Essential Software

Last updates 21st December 2016.

There are three things every PC user needs to sort out:

  • Effective virus protection
  • Easy and automatic backup of important files (photos, documents, mail …)
  • A way of managing passwords

Here are four useful programs I use all the time, but which people generally don’t seem aware of.

Make sure you get them from the sites I list – there are fake copies and lookalike websites out there which will try to trick you into downloading something apparently similar, but harmful.

Ironically, a common way to get infected with a virus is to download somethings that claim to protect you from viruses, but which actually is a virus! Just because something has a professional-looking website doesn’t mean it’s trustworthy.

1. Malwarebytes (from www.malwarebytes.org)

malwarebytes-logo

Excellent program to seek out and remove malware of various sorts. The free version runs when you tell it to — handy for a regular check – and the paid-for version runs all the time (alongside your normal anti-virus program) and tried to keep the bad stuff out.

The paid-for version costs  £40 for one PC for a year (£50 for two PCs), so worth considering if you think you might inadvertently download something sneaky.

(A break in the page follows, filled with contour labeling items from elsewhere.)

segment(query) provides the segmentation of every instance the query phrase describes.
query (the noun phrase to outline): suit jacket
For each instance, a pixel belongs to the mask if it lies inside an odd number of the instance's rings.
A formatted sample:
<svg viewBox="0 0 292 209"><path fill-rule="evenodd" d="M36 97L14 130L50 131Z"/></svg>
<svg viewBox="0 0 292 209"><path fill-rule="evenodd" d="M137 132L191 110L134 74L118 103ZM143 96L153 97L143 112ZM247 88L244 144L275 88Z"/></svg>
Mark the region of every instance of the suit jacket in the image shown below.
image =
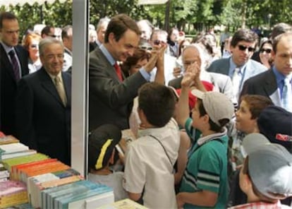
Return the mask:
<svg viewBox="0 0 292 209"><path fill-rule="evenodd" d="M272 69L247 80L243 85L241 95L247 94L269 97L274 104L281 106L276 76Z"/></svg>
<svg viewBox="0 0 292 209"><path fill-rule="evenodd" d="M97 47L98 44L96 42L90 42L90 52L95 50L96 47Z"/></svg>
<svg viewBox="0 0 292 209"><path fill-rule="evenodd" d="M90 131L105 124L129 129L133 99L147 80L140 72L120 81L99 47L90 53L89 67Z"/></svg>
<svg viewBox="0 0 292 209"><path fill-rule="evenodd" d="M215 89L217 89L219 92L226 95L234 102L235 100L233 96L232 83L229 76L216 73L207 73L206 77L207 77L207 79L202 80L210 82L212 84L213 84ZM183 80L183 77L173 79L169 81L169 85L172 86L176 89L181 88L181 80Z"/></svg>
<svg viewBox="0 0 292 209"><path fill-rule="evenodd" d="M21 46L14 47L21 67L21 76L29 73L28 53ZM2 44L0 44L0 130L6 135L15 134L14 99L16 80L12 64Z"/></svg>
<svg viewBox="0 0 292 209"><path fill-rule="evenodd" d="M30 148L70 165L71 76L61 73L66 107L44 68L20 79L16 100L16 136Z"/></svg>
<svg viewBox="0 0 292 209"><path fill-rule="evenodd" d="M229 76L230 59L231 58L220 59L214 61L207 69L207 71ZM239 90L241 91L243 84L246 80L267 70L267 68L264 65L250 59L246 64L245 72Z"/></svg>

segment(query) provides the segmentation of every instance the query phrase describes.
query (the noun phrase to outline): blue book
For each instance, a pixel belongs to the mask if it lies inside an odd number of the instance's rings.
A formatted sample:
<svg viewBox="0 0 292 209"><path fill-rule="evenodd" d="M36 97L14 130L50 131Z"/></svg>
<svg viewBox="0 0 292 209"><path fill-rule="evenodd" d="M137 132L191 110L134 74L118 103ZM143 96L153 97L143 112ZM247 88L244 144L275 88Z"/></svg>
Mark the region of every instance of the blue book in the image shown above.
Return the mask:
<svg viewBox="0 0 292 209"><path fill-rule="evenodd" d="M58 197L54 201L54 208L58 209L68 209L68 205L70 203L77 203L73 208L84 208L85 205L85 200L89 198L93 198L95 196L102 196L103 194L109 193L107 196L109 197L110 200L114 202L114 196L112 188L105 185L98 184L97 188L93 189L84 192L79 192L72 194L68 194L66 196ZM78 205L78 206L77 206Z"/></svg>

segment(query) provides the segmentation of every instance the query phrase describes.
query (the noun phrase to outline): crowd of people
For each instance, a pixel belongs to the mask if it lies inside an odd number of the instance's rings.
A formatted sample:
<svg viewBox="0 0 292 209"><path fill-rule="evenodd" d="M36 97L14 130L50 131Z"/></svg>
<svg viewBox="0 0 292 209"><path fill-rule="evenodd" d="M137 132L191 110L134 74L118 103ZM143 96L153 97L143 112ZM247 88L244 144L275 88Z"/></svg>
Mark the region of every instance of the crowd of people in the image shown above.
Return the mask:
<svg viewBox="0 0 292 209"><path fill-rule="evenodd" d="M292 205L292 26L218 41L125 14L89 28L91 181L150 208ZM72 26L19 31L1 13L0 131L70 165Z"/></svg>

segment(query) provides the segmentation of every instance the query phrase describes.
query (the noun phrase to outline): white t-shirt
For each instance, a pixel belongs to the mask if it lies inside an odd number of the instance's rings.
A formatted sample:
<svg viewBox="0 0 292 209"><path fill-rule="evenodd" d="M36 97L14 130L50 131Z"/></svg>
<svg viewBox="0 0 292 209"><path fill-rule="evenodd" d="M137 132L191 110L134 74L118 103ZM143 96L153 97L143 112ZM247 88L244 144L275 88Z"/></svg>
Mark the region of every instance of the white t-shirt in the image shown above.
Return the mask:
<svg viewBox="0 0 292 209"><path fill-rule="evenodd" d="M162 146L164 147L171 164ZM173 166L180 145L178 126L174 119L162 128L140 131L140 138L128 145L123 188L142 193L144 205L150 208L176 208Z"/></svg>

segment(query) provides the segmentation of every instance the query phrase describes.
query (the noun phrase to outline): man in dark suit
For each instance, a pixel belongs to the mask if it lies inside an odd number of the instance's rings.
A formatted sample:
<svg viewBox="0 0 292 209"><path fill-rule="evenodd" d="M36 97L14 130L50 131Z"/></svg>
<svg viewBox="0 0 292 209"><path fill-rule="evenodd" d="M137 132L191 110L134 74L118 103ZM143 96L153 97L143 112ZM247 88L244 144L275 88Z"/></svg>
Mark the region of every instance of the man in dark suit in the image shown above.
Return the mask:
<svg viewBox="0 0 292 209"><path fill-rule="evenodd" d="M207 69L209 72L225 74L231 78L233 96L236 100L238 100L243 83L247 79L267 70L264 65L250 59L257 39L257 35L250 30L238 30L232 37L231 56L215 60Z"/></svg>
<svg viewBox="0 0 292 209"><path fill-rule="evenodd" d="M99 47L104 42L104 34L110 19L107 17L101 18L97 25L97 40L94 42L90 42L90 52Z"/></svg>
<svg viewBox="0 0 292 209"><path fill-rule="evenodd" d="M277 36L273 41L272 55L274 66L245 81L241 95L260 95L269 97L274 104L292 112L292 33L286 32ZM284 104L284 89L285 80L288 80L288 102ZM286 106L285 104L288 104Z"/></svg>
<svg viewBox="0 0 292 209"><path fill-rule="evenodd" d="M157 64L157 46L148 63L125 79L117 61L125 61L138 46L140 32L136 23L124 14L109 22L104 43L90 53L89 67L89 129L111 124L129 129L128 118L138 88L150 79L150 72ZM164 46L166 47L166 46Z"/></svg>
<svg viewBox="0 0 292 209"><path fill-rule="evenodd" d="M19 25L16 16L0 13L0 130L15 134L14 99L17 82L28 74L28 53L18 45Z"/></svg>
<svg viewBox="0 0 292 209"><path fill-rule="evenodd" d="M41 40L43 67L18 83L16 124L22 143L70 165L71 76L62 72L63 53L59 40Z"/></svg>

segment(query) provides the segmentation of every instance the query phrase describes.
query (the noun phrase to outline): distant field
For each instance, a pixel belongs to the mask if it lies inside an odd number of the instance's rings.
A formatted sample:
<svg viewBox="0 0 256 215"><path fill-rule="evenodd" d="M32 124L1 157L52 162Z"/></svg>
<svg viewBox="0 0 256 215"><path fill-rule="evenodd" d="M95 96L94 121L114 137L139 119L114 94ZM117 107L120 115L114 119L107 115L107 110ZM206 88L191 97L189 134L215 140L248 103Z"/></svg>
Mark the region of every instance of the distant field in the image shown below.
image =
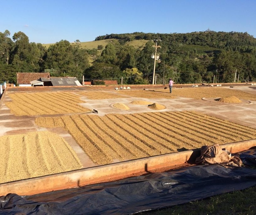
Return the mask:
<svg viewBox="0 0 256 215"><path fill-rule="evenodd" d="M256 138L256 129L194 111L73 115L36 123L64 128L99 165Z"/></svg>
<svg viewBox="0 0 256 215"><path fill-rule="evenodd" d="M118 40L116 39L108 39L107 40L98 40L96 41L90 41L89 42L81 42L81 47L83 49L96 49L98 48L98 46L102 45L103 47L105 48L106 45L110 43L114 42L117 41ZM145 40L134 40L130 42L127 42L131 45L132 45L136 48L143 48L143 47L146 44L146 43L149 41ZM72 42L70 42L72 43ZM45 46L47 49L50 45L53 45L54 43L50 43L49 44L43 44L43 45ZM101 53L102 50L99 50L99 51Z"/></svg>

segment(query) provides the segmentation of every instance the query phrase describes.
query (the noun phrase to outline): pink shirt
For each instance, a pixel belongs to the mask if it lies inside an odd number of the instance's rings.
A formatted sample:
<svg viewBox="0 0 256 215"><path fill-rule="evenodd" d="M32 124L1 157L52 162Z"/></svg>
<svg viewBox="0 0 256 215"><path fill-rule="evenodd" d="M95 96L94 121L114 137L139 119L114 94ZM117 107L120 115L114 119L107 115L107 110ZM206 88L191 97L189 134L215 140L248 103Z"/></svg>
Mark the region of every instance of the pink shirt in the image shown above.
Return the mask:
<svg viewBox="0 0 256 215"><path fill-rule="evenodd" d="M169 86L172 86L172 84L173 84L173 81L172 80L170 80L170 81L169 81Z"/></svg>

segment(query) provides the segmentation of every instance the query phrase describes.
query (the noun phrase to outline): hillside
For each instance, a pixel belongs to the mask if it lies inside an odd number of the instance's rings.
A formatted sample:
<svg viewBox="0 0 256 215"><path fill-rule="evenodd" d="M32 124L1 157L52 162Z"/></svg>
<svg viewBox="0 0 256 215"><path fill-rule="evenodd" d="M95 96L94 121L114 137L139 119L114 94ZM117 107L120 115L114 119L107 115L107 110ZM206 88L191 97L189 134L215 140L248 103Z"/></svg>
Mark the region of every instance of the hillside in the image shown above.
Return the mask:
<svg viewBox="0 0 256 215"><path fill-rule="evenodd" d="M89 42L81 42L80 45L81 47L83 49L97 49L98 45L102 45L103 46L103 47L105 47L107 44L113 43L114 42L117 42L118 40L115 39L109 39L102 40L94 41L90 41ZM126 42L127 44L128 44L134 46L135 48L141 48L143 47L146 43L148 41L145 40L134 40L132 41L127 41ZM71 43L73 44L74 43ZM53 45L54 44L49 43L48 44L44 44L43 46L45 46L48 49L51 45ZM101 50L100 51L101 52Z"/></svg>

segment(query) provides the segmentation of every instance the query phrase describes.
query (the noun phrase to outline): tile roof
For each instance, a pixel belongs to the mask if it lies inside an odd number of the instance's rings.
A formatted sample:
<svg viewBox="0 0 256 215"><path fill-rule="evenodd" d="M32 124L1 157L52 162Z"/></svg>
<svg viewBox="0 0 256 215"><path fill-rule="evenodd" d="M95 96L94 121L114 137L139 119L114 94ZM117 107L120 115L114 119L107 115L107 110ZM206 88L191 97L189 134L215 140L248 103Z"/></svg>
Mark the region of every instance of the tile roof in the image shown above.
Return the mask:
<svg viewBox="0 0 256 215"><path fill-rule="evenodd" d="M51 77L50 78L41 78L42 81L50 81L53 86L81 86L77 79L75 77Z"/></svg>
<svg viewBox="0 0 256 215"><path fill-rule="evenodd" d="M30 81L37 80L41 77L50 78L49 72L17 72L17 83L31 84Z"/></svg>
<svg viewBox="0 0 256 215"><path fill-rule="evenodd" d="M93 81L104 81L105 85L117 85L117 81L116 80L94 80Z"/></svg>

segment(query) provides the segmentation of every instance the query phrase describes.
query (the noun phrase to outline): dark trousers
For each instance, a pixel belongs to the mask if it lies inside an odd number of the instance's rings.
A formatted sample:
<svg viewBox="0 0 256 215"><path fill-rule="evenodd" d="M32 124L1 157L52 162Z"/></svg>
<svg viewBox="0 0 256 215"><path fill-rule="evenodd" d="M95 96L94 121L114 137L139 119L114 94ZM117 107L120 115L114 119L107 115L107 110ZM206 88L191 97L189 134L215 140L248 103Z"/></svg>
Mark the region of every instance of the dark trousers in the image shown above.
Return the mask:
<svg viewBox="0 0 256 215"><path fill-rule="evenodd" d="M169 86L169 88L170 88L170 93L171 93L171 88L172 88L172 86Z"/></svg>

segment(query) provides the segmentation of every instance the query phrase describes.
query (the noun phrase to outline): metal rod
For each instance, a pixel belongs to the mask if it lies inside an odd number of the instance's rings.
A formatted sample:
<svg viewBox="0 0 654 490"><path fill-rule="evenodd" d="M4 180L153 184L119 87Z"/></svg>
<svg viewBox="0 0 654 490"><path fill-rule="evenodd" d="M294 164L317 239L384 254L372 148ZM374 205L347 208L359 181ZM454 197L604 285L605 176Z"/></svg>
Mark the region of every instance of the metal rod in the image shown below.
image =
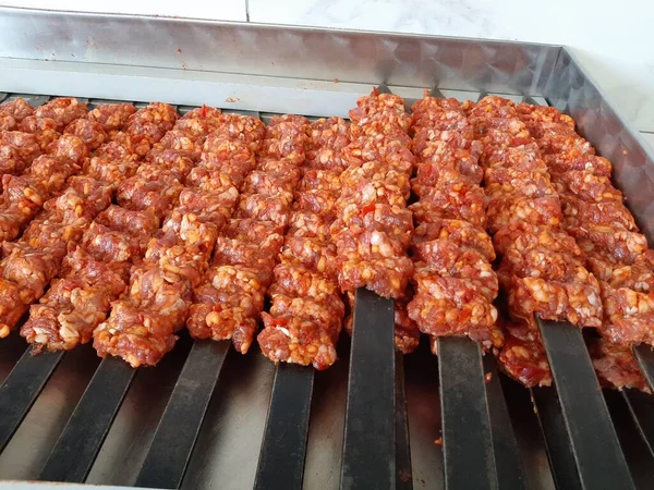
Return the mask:
<svg viewBox="0 0 654 490"><path fill-rule="evenodd" d="M84 482L136 370L102 359L46 462L39 480Z"/></svg>
<svg viewBox="0 0 654 490"><path fill-rule="evenodd" d="M482 350L468 338L438 338L438 372L446 488L498 488Z"/></svg>
<svg viewBox="0 0 654 490"><path fill-rule="evenodd" d="M302 489L313 384L313 367L277 366L255 489Z"/></svg>
<svg viewBox="0 0 654 490"><path fill-rule="evenodd" d="M556 488L581 489L574 454L572 454L566 420L556 390L554 388L532 388L531 396L541 432L545 438L545 449Z"/></svg>
<svg viewBox="0 0 654 490"><path fill-rule="evenodd" d="M359 289L341 468L342 489L396 487L395 315L392 299Z"/></svg>
<svg viewBox="0 0 654 490"><path fill-rule="evenodd" d="M652 488L654 483L654 457L647 443L629 412L622 394L617 390L604 390L604 399L610 413L620 445L627 458L637 488Z"/></svg>
<svg viewBox="0 0 654 490"><path fill-rule="evenodd" d="M581 331L537 319L583 488L634 488Z"/></svg>
<svg viewBox="0 0 654 490"><path fill-rule="evenodd" d="M32 408L62 357L62 352L34 356L31 351L25 351L0 385L0 451Z"/></svg>
<svg viewBox="0 0 654 490"><path fill-rule="evenodd" d="M641 367L641 371L643 371L647 380L647 384L654 391L654 350L649 345L641 344L634 346L632 351Z"/></svg>
<svg viewBox="0 0 654 490"><path fill-rule="evenodd" d="M227 341L193 344L135 487L179 488L230 345Z"/></svg>
<svg viewBox="0 0 654 490"><path fill-rule="evenodd" d="M522 456L513 432L509 408L501 390L494 355L486 354L484 356L484 371L497 482L501 489L526 489L528 481Z"/></svg>
<svg viewBox="0 0 654 490"><path fill-rule="evenodd" d="M412 490L413 478L411 475L411 441L409 439L404 384L404 355L400 352L396 352L396 469L397 490Z"/></svg>
<svg viewBox="0 0 654 490"><path fill-rule="evenodd" d="M633 389L622 390L622 396L643 440L654 455L654 396Z"/></svg>

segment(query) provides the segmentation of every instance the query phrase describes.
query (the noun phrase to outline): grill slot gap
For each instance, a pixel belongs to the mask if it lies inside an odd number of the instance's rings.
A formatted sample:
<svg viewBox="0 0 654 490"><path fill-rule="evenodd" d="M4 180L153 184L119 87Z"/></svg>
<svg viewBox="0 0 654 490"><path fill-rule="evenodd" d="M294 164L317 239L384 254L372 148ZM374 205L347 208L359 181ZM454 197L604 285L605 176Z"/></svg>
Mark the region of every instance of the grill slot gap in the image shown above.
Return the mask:
<svg viewBox="0 0 654 490"><path fill-rule="evenodd" d="M83 482L130 388L135 369L114 357L102 359L38 479Z"/></svg>
<svg viewBox="0 0 654 490"><path fill-rule="evenodd" d="M584 488L634 488L581 331L537 318Z"/></svg>
<svg viewBox="0 0 654 490"><path fill-rule="evenodd" d="M313 367L277 366L255 489L302 489L313 384Z"/></svg>
<svg viewBox="0 0 654 490"><path fill-rule="evenodd" d="M393 302L360 287L354 299L341 488L393 488Z"/></svg>
<svg viewBox="0 0 654 490"><path fill-rule="evenodd" d="M230 343L196 341L161 416L136 487L179 488Z"/></svg>

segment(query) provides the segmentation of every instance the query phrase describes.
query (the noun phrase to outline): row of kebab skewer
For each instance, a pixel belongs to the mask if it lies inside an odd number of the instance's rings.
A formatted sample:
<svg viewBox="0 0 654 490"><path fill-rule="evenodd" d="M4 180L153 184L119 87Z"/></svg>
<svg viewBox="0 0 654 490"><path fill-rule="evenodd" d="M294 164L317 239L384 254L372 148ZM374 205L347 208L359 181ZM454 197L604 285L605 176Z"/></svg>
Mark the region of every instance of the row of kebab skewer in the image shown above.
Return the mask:
<svg viewBox="0 0 654 490"><path fill-rule="evenodd" d="M367 287L405 354L468 335L548 385L537 315L588 327L606 385L649 390L654 255L569 117L373 90L350 121L0 106L0 336L138 367L185 327L326 369Z"/></svg>

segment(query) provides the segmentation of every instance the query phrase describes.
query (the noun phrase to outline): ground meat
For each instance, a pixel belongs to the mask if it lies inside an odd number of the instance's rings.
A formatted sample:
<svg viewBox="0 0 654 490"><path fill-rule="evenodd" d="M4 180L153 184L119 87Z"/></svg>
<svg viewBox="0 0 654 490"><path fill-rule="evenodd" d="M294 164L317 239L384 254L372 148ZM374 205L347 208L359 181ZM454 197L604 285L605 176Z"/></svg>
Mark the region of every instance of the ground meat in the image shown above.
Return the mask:
<svg viewBox="0 0 654 490"><path fill-rule="evenodd" d="M77 136L90 151L98 149L109 138L99 122L88 119L73 121L66 126L64 134Z"/></svg>
<svg viewBox="0 0 654 490"><path fill-rule="evenodd" d="M0 113L12 117L17 123L34 114L34 108L22 97L0 106Z"/></svg>
<svg viewBox="0 0 654 490"><path fill-rule="evenodd" d="M84 118L86 111L86 103L80 103L75 98L60 97L37 107L34 115L52 119L57 123L58 131L62 132L75 119Z"/></svg>
<svg viewBox="0 0 654 490"><path fill-rule="evenodd" d="M484 192L476 185L455 183L434 188L423 194L409 209L417 222L458 219L475 226L486 226Z"/></svg>
<svg viewBox="0 0 654 490"><path fill-rule="evenodd" d="M118 187L116 198L122 207L135 211L152 209L157 217L164 218L177 203L183 186L165 170L150 179L142 175L128 179Z"/></svg>
<svg viewBox="0 0 654 490"><path fill-rule="evenodd" d="M537 331L509 324L498 357L500 369L525 387L550 387L552 371Z"/></svg>
<svg viewBox="0 0 654 490"><path fill-rule="evenodd" d="M108 134L111 134L123 128L134 112L136 108L131 103L102 103L88 111L86 119L99 123Z"/></svg>
<svg viewBox="0 0 654 490"><path fill-rule="evenodd" d="M71 350L90 341L94 329L124 291L124 272L80 252L66 257L69 273L52 281L48 293L33 305L21 335L40 351Z"/></svg>
<svg viewBox="0 0 654 490"><path fill-rule="evenodd" d="M425 243L445 240L461 249L472 248L486 260L495 260L495 249L491 237L481 228L461 220L434 220L420 224L412 234L412 248L416 253Z"/></svg>
<svg viewBox="0 0 654 490"><path fill-rule="evenodd" d="M111 316L93 335L93 346L100 357L122 357L134 368L155 366L175 341L177 335L160 314L124 299L112 303Z"/></svg>

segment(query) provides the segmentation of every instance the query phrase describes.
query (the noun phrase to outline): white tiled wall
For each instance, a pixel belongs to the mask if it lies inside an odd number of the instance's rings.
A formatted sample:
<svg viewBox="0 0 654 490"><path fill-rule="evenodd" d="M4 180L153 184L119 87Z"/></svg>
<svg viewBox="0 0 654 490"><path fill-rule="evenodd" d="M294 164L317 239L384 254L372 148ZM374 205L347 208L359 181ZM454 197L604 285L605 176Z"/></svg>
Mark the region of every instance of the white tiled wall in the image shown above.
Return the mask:
<svg viewBox="0 0 654 490"><path fill-rule="evenodd" d="M647 0L0 0L59 10L299 24L570 46L641 131L654 132Z"/></svg>

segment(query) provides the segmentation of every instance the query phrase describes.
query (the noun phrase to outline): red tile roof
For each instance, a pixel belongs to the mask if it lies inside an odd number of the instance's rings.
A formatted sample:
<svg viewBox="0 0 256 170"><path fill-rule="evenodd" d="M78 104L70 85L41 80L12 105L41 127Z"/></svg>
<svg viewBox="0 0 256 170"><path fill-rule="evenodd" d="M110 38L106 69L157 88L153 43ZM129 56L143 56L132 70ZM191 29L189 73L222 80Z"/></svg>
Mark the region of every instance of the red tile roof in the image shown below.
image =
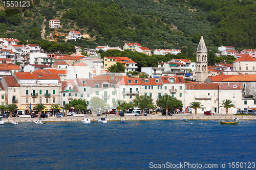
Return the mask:
<svg viewBox="0 0 256 170"><path fill-rule="evenodd" d="M116 61L119 62L124 62L127 63L136 64L136 62L131 60L128 57L104 57L109 59L114 59L115 60L116 60Z"/></svg>
<svg viewBox="0 0 256 170"><path fill-rule="evenodd" d="M55 61L57 65L69 65L65 61Z"/></svg>
<svg viewBox="0 0 256 170"><path fill-rule="evenodd" d="M239 58L233 62L242 62L242 61L256 61L256 59L250 56L249 54L244 54L241 57Z"/></svg>
<svg viewBox="0 0 256 170"><path fill-rule="evenodd" d="M169 80L168 80L168 79L172 78L172 77L175 79L175 83L170 83ZM161 80L162 80L162 82L164 84L164 83L185 83L185 81L184 81L183 78L181 76L161 76Z"/></svg>
<svg viewBox="0 0 256 170"><path fill-rule="evenodd" d="M186 89L216 90L218 88L218 83L186 83Z"/></svg>
<svg viewBox="0 0 256 170"><path fill-rule="evenodd" d="M60 80L57 74L45 74L44 72L14 72L18 79L20 80Z"/></svg>
<svg viewBox="0 0 256 170"><path fill-rule="evenodd" d="M18 87L19 84L13 76L6 76L3 78L6 81L8 87Z"/></svg>

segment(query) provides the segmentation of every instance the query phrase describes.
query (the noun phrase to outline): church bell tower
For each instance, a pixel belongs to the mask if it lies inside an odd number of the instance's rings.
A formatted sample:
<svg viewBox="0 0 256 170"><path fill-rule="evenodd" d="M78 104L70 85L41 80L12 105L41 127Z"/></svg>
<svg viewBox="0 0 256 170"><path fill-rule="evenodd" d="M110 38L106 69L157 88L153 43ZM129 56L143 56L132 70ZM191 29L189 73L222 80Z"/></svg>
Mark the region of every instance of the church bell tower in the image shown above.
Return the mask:
<svg viewBox="0 0 256 170"><path fill-rule="evenodd" d="M204 43L203 36L201 37L200 41L197 50L196 81L203 83L208 77L207 69L207 49Z"/></svg>

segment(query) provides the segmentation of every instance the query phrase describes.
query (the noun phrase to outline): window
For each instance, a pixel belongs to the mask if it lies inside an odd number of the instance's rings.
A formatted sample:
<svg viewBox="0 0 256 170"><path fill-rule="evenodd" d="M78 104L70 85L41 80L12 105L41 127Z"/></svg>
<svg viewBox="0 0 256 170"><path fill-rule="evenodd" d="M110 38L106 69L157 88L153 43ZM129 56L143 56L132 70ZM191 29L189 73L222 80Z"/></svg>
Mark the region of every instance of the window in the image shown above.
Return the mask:
<svg viewBox="0 0 256 170"><path fill-rule="evenodd" d="M109 88L108 84L103 84L103 88Z"/></svg>

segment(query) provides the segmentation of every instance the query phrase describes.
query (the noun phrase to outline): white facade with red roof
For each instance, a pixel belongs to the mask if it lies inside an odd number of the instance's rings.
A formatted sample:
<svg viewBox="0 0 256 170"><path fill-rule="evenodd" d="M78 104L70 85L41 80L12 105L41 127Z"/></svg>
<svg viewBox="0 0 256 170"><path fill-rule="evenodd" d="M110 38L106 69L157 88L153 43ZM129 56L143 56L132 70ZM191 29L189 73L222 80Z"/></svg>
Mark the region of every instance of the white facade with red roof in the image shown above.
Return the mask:
<svg viewBox="0 0 256 170"><path fill-rule="evenodd" d="M166 54L170 54L173 55L177 55L181 53L181 50L175 49L156 49L154 51L154 54L158 55L165 56Z"/></svg>
<svg viewBox="0 0 256 170"><path fill-rule="evenodd" d="M239 52L236 50L224 50L221 52L221 56L234 56L235 55L239 55Z"/></svg>
<svg viewBox="0 0 256 170"><path fill-rule="evenodd" d="M136 50L135 50L135 51L139 53L144 53L148 56L151 56L151 51L150 51L150 48L146 47L139 47Z"/></svg>
<svg viewBox="0 0 256 170"><path fill-rule="evenodd" d="M49 22L49 27L50 28L60 27L59 19L51 19Z"/></svg>
<svg viewBox="0 0 256 170"><path fill-rule="evenodd" d="M123 45L123 50L129 50L135 51L139 47L141 47L138 43L137 42L126 42Z"/></svg>
<svg viewBox="0 0 256 170"><path fill-rule="evenodd" d="M126 57L104 57L103 60L105 69L115 64L117 62L123 64L125 72L135 71L138 68L136 62Z"/></svg>
<svg viewBox="0 0 256 170"><path fill-rule="evenodd" d="M256 49L245 49L240 52L240 55L249 54L251 57L256 58Z"/></svg>
<svg viewBox="0 0 256 170"><path fill-rule="evenodd" d="M222 46L218 47L218 50L219 52L222 52L225 50L234 50L235 48L233 46Z"/></svg>
<svg viewBox="0 0 256 170"><path fill-rule="evenodd" d="M81 34L79 31L70 31L70 32L69 33L69 36L66 37L66 38L68 39L74 39L76 40L77 39L81 39Z"/></svg>
<svg viewBox="0 0 256 170"><path fill-rule="evenodd" d="M19 41L14 38L0 38L0 41L3 41L2 44L7 46L10 45L17 45Z"/></svg>

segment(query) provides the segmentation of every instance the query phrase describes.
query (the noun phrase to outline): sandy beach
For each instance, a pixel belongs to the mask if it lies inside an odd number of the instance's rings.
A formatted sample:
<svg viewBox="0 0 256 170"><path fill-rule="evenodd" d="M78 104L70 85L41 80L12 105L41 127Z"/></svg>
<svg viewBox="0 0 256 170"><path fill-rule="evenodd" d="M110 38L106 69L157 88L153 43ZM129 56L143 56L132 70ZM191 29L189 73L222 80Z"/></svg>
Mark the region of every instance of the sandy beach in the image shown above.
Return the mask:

2. ADW Cleaner (from https://toolslib.net/downloads/viewdownload/1-adwcleaner/)

adw-logo

This is a free program which looks for specific malware items. It is quick and can remove what it finds. There are no adverts or other annoying behaviour – just run it and see what it finds. It has become so popular it has just been bought by Malwarebytes (above), although at the moment it remains a separate product.

3. Carbonite (from www.carbonite.com)

carb-logo-home

This is the backup program I use, having tried several. One day I’ll write an article about backup, but for now suffice to say that a backup is really important if you have anything of value on your PC, that it should be automatic (otherwise it won’t get done) and it should be “off-site” (so that viruses, burglars, and floods can’t get at it. Costs about $60 (approx  £48) each year.

4. Enpass (from www.enpass.io)

enpass-logo

People have far too many passwords to remember, and yet you’re not supposed to write them down or reuse them. The solution is a Password Manager which stores them securely (and will generate random ones if you want). I’ve written a whole article about them, but I wouldn’t personally be without Enpass. Free on a PC or Mac, costs various small amounts on phones and tablets.